The fact is that as polls have indicated the Obama campaign surging in both the early-voting states of Iowa and New Hampshire, the Clinton campaign has gotten dirty. Clinton herself has raised questions about Obama's integrity. Now, at least three subordinates have stirred up dirt with false accusations or suggestions. They are throwing manure into the air, and Clinton's campaign is, it seems, protesting too much, spreading the allegations while criticizing them.

As Huckabee, a man prone in the past to make extreme remarks about both AIDS victims and homosexuals, has advanced in the polls against Romney, he has grown nastier. Romney, I think, is correct to complain that Huckabee's remark that Mormons might believe Jesus and Satan are brothers was certainly meant as a religious attack, and that it had no place in the campaign. To put it in context, we don't hear others saying that because another candidate is Christian, he believes Jesus rose from the dead or was a rabble rouser against the Romans.

All this talk about religion and drugs comes about clearly, I believe, because the Huckabee and Clinton campaigns are trying to sow doubts about Romney and Obama in races that are tight. It is reminiscent of Mayor Sam Yorty's suggestion in the 1969 Los Angeles mayoralty campaign that his challenger, Tom Bradley, was tied to black militants.

These are smears and nothing less. They tell us more about Huckabee and Clinton than they do about Romney and Obama.

Both Romney and Obama are candidates of change, and traditionally the way to oppose such candidates is to suggest that the change advocates are radicals who would completely upset the system.

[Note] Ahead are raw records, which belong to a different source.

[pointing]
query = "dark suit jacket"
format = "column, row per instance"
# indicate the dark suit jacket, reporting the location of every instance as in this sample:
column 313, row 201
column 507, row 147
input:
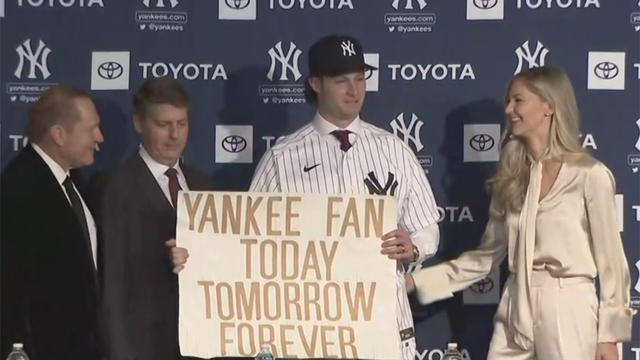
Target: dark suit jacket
column 48, row 289
column 140, row 294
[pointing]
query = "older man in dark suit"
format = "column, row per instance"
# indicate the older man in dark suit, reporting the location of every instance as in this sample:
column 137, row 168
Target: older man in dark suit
column 136, row 217
column 49, row 288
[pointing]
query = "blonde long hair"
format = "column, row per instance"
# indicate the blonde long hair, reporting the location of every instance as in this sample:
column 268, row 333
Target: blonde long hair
column 508, row 186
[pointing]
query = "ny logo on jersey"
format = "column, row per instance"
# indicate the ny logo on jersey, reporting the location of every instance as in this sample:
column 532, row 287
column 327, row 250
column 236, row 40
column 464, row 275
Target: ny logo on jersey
column 288, row 62
column 534, row 59
column 37, row 59
column 375, row 188
column 401, row 129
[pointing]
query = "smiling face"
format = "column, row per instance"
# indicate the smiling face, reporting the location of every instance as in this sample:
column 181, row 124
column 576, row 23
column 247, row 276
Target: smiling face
column 79, row 139
column 340, row 98
column 528, row 114
column 164, row 132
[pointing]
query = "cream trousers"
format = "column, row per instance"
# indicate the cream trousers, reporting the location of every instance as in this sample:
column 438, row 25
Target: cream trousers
column 565, row 321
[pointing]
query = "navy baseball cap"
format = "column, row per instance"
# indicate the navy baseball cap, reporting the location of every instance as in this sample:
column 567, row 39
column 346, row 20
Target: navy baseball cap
column 335, row 55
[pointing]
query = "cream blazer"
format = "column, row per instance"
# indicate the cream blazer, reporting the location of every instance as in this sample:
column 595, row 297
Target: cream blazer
column 573, row 232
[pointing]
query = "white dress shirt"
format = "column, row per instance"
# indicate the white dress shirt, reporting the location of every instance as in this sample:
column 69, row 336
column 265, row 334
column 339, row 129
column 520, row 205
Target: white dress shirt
column 61, row 176
column 158, row 171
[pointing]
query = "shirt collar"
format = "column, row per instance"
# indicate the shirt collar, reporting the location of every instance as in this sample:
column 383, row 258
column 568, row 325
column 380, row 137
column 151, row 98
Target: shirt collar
column 324, row 127
column 56, row 169
column 157, row 169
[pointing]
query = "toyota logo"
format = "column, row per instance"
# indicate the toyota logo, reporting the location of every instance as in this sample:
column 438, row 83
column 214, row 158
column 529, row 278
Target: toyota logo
column 483, row 286
column 234, row 143
column 110, row 70
column 237, row 4
column 606, row 70
column 485, row 4
column 482, row 142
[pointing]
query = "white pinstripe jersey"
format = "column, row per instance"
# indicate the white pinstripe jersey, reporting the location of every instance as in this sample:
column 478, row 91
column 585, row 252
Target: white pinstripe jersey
column 310, row 161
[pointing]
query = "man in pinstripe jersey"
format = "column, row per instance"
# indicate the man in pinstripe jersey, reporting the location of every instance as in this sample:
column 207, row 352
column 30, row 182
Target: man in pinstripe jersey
column 340, row 153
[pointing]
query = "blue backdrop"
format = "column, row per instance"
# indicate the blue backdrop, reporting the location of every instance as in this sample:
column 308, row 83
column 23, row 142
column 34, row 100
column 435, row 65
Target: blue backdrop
column 443, row 65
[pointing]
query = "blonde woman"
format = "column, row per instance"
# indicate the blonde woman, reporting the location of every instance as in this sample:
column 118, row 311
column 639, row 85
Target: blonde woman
column 552, row 214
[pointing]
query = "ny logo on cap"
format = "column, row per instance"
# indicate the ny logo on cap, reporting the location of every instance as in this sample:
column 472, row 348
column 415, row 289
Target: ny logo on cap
column 347, row 48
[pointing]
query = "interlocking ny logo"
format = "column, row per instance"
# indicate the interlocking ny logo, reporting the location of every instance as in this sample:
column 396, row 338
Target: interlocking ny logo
column 483, row 286
column 533, row 60
column 485, row 4
column 347, row 48
column 375, row 188
column 287, row 62
column 36, row 60
column 408, row 4
column 160, row 3
column 399, row 127
column 638, row 142
column 237, row 4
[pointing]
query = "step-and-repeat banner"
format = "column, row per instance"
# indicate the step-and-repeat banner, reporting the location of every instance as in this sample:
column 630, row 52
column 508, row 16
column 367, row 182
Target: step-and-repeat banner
column 442, row 69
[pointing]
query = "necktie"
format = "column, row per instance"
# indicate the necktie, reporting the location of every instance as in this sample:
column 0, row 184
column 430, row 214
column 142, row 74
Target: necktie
column 78, row 209
column 343, row 137
column 174, row 186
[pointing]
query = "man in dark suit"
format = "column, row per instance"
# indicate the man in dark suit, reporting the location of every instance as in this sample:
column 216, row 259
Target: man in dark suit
column 48, row 236
column 136, row 217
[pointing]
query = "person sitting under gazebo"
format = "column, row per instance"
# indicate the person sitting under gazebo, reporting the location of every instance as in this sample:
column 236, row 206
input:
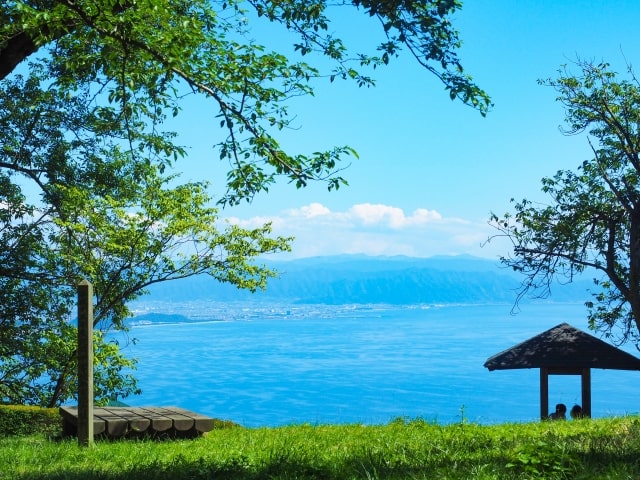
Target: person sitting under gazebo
column 560, row 413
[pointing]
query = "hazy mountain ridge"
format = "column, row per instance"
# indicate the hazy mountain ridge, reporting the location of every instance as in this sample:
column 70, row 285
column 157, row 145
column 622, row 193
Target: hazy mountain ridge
column 360, row 279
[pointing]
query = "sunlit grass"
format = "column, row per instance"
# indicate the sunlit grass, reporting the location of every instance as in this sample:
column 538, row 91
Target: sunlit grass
column 586, row 449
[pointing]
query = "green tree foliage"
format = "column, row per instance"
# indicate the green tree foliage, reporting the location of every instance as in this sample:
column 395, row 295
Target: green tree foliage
column 87, row 89
column 592, row 223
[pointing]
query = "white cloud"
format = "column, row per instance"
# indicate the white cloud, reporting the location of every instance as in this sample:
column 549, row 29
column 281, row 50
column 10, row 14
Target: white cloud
column 376, row 229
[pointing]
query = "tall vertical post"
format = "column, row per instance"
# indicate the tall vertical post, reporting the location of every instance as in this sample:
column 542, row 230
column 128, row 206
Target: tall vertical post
column 544, row 393
column 85, row 363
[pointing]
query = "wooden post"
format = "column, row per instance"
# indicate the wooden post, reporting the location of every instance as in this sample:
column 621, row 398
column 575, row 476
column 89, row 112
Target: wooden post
column 85, row 363
column 586, row 392
column 544, row 393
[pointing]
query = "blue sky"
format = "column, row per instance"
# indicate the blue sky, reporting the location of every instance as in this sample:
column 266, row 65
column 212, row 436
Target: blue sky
column 431, row 170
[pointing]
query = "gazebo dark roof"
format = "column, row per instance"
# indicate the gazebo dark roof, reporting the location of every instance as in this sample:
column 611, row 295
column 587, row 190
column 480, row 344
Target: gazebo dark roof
column 563, row 346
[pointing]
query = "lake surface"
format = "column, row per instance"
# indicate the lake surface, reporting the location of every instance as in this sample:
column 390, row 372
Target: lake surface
column 277, row 365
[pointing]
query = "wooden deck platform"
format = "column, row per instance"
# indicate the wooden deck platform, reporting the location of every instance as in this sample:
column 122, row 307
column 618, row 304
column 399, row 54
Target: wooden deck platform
column 115, row 422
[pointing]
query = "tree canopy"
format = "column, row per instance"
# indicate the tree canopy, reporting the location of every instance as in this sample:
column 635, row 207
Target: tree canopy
column 592, row 223
column 85, row 93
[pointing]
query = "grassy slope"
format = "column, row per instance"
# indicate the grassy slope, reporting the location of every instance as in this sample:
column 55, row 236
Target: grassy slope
column 606, row 448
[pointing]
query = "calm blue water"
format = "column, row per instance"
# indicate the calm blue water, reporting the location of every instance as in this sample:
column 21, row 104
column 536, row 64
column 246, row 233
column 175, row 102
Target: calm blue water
column 269, row 366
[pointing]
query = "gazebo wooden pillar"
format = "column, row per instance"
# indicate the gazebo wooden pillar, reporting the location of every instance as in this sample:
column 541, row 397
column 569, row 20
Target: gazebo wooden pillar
column 563, row 350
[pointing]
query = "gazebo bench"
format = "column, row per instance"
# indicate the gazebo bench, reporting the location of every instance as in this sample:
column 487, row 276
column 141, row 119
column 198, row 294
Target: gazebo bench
column 123, row 422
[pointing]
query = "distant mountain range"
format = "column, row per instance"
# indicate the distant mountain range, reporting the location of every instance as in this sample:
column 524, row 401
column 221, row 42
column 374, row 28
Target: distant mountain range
column 349, row 279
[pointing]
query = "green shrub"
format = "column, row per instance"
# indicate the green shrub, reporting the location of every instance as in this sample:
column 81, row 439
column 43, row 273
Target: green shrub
column 23, row 420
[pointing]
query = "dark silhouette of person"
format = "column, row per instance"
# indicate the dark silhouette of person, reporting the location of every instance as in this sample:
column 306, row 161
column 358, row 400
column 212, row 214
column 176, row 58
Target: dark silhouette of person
column 560, row 413
column 576, row 412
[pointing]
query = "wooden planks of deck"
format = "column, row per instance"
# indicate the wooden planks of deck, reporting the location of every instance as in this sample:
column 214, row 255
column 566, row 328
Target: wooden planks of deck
column 115, row 422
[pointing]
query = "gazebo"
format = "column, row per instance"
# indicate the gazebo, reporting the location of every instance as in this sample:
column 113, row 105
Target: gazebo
column 563, row 350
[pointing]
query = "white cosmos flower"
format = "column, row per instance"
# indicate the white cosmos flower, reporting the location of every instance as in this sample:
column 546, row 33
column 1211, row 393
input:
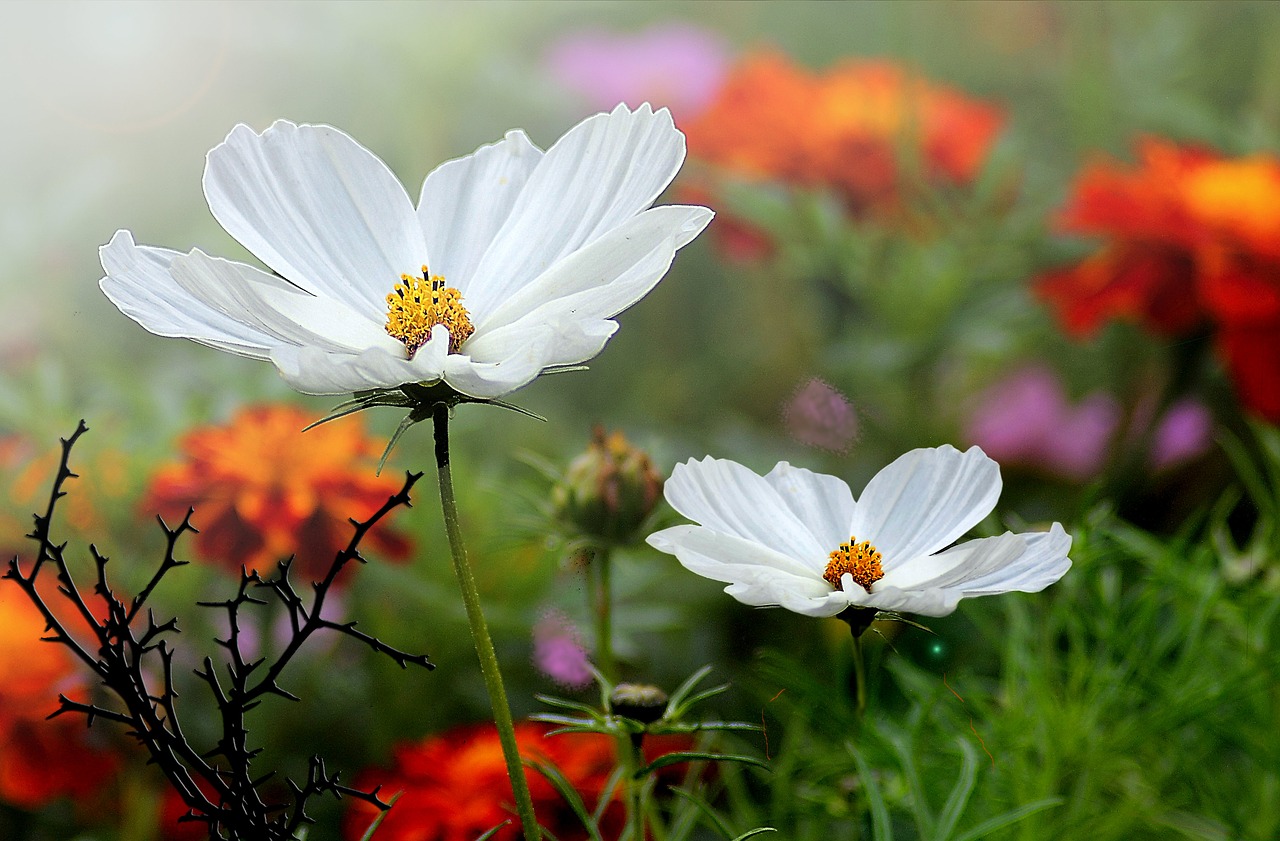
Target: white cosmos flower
column 513, row 261
column 798, row 539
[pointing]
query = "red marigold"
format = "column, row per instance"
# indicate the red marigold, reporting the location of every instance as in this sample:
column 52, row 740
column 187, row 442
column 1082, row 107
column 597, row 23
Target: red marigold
column 264, row 490
column 41, row 760
column 1189, row 241
column 455, row 785
column 854, row 128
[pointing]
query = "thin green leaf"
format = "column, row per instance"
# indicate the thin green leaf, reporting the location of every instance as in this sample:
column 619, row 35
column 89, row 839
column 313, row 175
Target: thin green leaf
column 960, row 792
column 494, row 831
column 1013, row 816
column 382, row 816
column 552, row 700
column 571, row 796
column 677, row 698
column 705, row 809
column 882, row 830
column 691, row 755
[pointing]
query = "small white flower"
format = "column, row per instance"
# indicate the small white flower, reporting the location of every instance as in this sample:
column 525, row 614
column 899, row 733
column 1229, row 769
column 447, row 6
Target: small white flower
column 513, row 261
column 798, row 539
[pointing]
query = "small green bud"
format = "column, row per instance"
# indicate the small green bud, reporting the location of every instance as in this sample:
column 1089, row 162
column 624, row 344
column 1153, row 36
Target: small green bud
column 609, row 490
column 641, row 702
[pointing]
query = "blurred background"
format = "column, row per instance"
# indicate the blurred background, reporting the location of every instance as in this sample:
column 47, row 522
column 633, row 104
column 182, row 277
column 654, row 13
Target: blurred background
column 908, row 199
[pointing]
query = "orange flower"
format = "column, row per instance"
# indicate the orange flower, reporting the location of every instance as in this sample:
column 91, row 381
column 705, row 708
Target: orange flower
column 41, row 760
column 1189, row 242
column 264, row 490
column 856, row 129
column 455, row 785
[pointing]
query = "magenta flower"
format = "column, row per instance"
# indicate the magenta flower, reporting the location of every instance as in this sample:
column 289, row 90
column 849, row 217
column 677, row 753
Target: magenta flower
column 821, row 416
column 1028, row 420
column 1184, row 433
column 673, row 64
column 558, row 650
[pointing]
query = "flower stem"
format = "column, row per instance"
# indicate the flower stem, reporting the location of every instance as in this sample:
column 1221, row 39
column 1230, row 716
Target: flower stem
column 480, row 631
column 860, row 677
column 600, row 592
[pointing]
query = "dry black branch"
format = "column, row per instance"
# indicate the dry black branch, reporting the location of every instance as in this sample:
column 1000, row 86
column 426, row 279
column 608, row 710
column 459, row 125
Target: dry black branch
column 218, row 784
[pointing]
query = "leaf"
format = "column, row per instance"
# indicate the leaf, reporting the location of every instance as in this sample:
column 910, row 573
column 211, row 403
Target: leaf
column 959, row 798
column 705, row 808
column 571, row 796
column 690, row 755
column 1013, row 816
column 881, row 827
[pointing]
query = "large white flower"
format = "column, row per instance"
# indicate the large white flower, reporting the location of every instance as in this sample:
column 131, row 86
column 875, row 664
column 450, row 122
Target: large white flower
column 513, row 261
column 798, row 539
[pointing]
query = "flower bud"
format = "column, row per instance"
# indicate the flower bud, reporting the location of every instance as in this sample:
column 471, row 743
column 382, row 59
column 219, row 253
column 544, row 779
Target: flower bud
column 609, row 490
column 641, row 702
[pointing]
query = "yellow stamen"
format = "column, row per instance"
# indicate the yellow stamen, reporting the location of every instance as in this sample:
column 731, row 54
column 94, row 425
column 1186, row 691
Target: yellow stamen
column 416, row 305
column 859, row 560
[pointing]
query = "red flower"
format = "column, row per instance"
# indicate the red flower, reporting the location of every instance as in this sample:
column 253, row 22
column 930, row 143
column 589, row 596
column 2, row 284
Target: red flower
column 862, row 129
column 1189, row 242
column 263, row 489
column 42, row 760
column 455, row 785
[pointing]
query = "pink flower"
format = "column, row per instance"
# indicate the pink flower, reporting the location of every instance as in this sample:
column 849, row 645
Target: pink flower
column 558, row 650
column 1184, row 433
column 1027, row 420
column 675, row 64
column 821, row 416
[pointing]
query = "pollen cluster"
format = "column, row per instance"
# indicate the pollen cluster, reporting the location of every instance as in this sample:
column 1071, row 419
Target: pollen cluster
column 417, row 304
column 859, row 560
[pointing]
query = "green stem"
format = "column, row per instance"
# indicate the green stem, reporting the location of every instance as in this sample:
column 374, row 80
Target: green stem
column 860, row 676
column 598, row 576
column 480, row 631
column 631, row 758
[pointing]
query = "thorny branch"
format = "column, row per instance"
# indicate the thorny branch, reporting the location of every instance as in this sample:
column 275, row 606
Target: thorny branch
column 216, row 784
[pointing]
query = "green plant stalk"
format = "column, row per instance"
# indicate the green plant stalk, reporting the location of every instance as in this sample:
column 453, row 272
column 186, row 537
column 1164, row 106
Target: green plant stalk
column 600, row 592
column 480, row 631
column 860, row 677
column 631, row 759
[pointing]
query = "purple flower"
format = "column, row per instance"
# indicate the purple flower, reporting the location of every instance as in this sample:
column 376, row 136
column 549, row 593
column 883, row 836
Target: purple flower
column 1027, row 420
column 821, row 416
column 558, row 650
column 675, row 64
column 1184, row 433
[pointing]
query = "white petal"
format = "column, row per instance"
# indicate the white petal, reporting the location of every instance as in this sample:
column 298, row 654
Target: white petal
column 604, row 170
column 318, row 208
column 138, row 283
column 950, row 568
column 723, row 557
column 731, row 499
column 924, row 501
column 275, row 306
column 315, row 371
column 607, row 275
column 465, row 201
column 824, row 503
column 1041, row 565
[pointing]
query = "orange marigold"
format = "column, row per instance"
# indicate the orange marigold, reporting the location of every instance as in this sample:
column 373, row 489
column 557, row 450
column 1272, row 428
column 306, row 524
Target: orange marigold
column 859, row 129
column 264, row 490
column 41, row 760
column 455, row 785
column 1188, row 242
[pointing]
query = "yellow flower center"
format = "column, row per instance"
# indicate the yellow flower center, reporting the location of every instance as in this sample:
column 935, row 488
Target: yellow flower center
column 416, row 305
column 859, row 560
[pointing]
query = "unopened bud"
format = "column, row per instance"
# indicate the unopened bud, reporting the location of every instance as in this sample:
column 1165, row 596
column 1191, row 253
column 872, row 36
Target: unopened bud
column 609, row 490
column 641, row 702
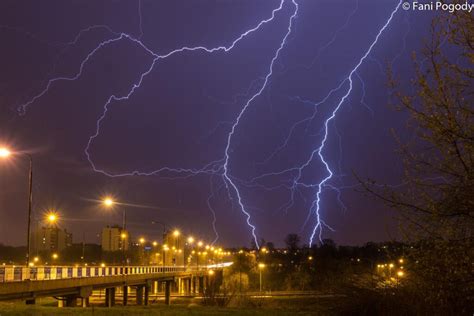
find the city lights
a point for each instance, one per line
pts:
(108, 202)
(4, 153)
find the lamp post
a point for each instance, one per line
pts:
(109, 202)
(164, 246)
(4, 154)
(261, 266)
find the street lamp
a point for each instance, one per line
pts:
(52, 217)
(4, 154)
(261, 266)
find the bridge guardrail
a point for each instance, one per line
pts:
(41, 273)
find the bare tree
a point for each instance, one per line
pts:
(437, 203)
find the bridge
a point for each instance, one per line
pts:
(69, 284)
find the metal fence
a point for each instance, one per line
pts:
(40, 273)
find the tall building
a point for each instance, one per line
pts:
(114, 238)
(51, 239)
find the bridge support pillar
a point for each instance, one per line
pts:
(85, 302)
(147, 294)
(70, 301)
(110, 297)
(201, 285)
(84, 294)
(125, 295)
(167, 292)
(140, 295)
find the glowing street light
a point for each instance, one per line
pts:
(108, 202)
(4, 152)
(261, 266)
(52, 217)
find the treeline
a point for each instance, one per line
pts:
(326, 266)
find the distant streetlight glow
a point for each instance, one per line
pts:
(4, 153)
(108, 202)
(52, 217)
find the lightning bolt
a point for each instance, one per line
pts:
(222, 166)
(319, 151)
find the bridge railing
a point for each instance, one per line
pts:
(41, 273)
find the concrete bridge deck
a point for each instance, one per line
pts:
(70, 283)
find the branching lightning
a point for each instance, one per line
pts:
(221, 167)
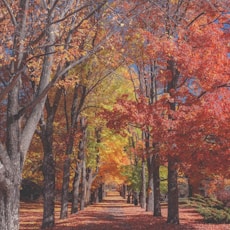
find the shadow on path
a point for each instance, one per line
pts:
(113, 214)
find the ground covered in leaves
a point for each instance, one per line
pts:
(113, 214)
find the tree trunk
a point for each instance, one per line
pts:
(9, 206)
(143, 186)
(76, 184)
(156, 178)
(48, 169)
(65, 188)
(150, 190)
(173, 207)
(89, 185)
(83, 186)
(48, 166)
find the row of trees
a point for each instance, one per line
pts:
(55, 55)
(181, 80)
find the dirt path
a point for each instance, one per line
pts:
(114, 213)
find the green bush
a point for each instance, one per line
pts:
(213, 210)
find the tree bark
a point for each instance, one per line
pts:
(173, 207)
(150, 190)
(156, 178)
(76, 184)
(65, 188)
(143, 186)
(83, 186)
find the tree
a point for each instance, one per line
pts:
(34, 40)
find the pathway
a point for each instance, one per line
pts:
(115, 214)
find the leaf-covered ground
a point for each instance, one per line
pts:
(113, 214)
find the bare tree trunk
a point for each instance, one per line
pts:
(65, 188)
(89, 176)
(83, 186)
(173, 207)
(156, 178)
(150, 190)
(48, 169)
(76, 184)
(143, 186)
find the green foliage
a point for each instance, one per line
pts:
(213, 210)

In these cases, it is all baloney, and one can only hope that the voters of Iowa and New Hampshire are sophisticated enough to see the attacks for what they are.

We have less than three weeks now before Iowa is the first to vote, in the caucuses, and there have been quite a few stories this week suggesting that the Clinton camp is panicking. I believe it is, and it tells us once again that Clinton may be a brittle candidate, unready for the really big time of presidential campaigning or for leading the country from the White House.

Obama has acknowledged using cocaine and marijuana as a teenager, just as Bill Clinton acknowledged using marijuana and George W. Bush acknowledged excessive drinking, when they were young men. It doesn't mean that any of them are either drug addicts and alcoholics as grown men.

Similarly, Romney is a Mormon. There is nothing to suggest to serious individuals that this disqualifies him for the presidency.

As the mud flies, it is certainly appropriate to ask just where it is coming from. And the answer is clear, it is coming from Huckabee and the Clinton campaign.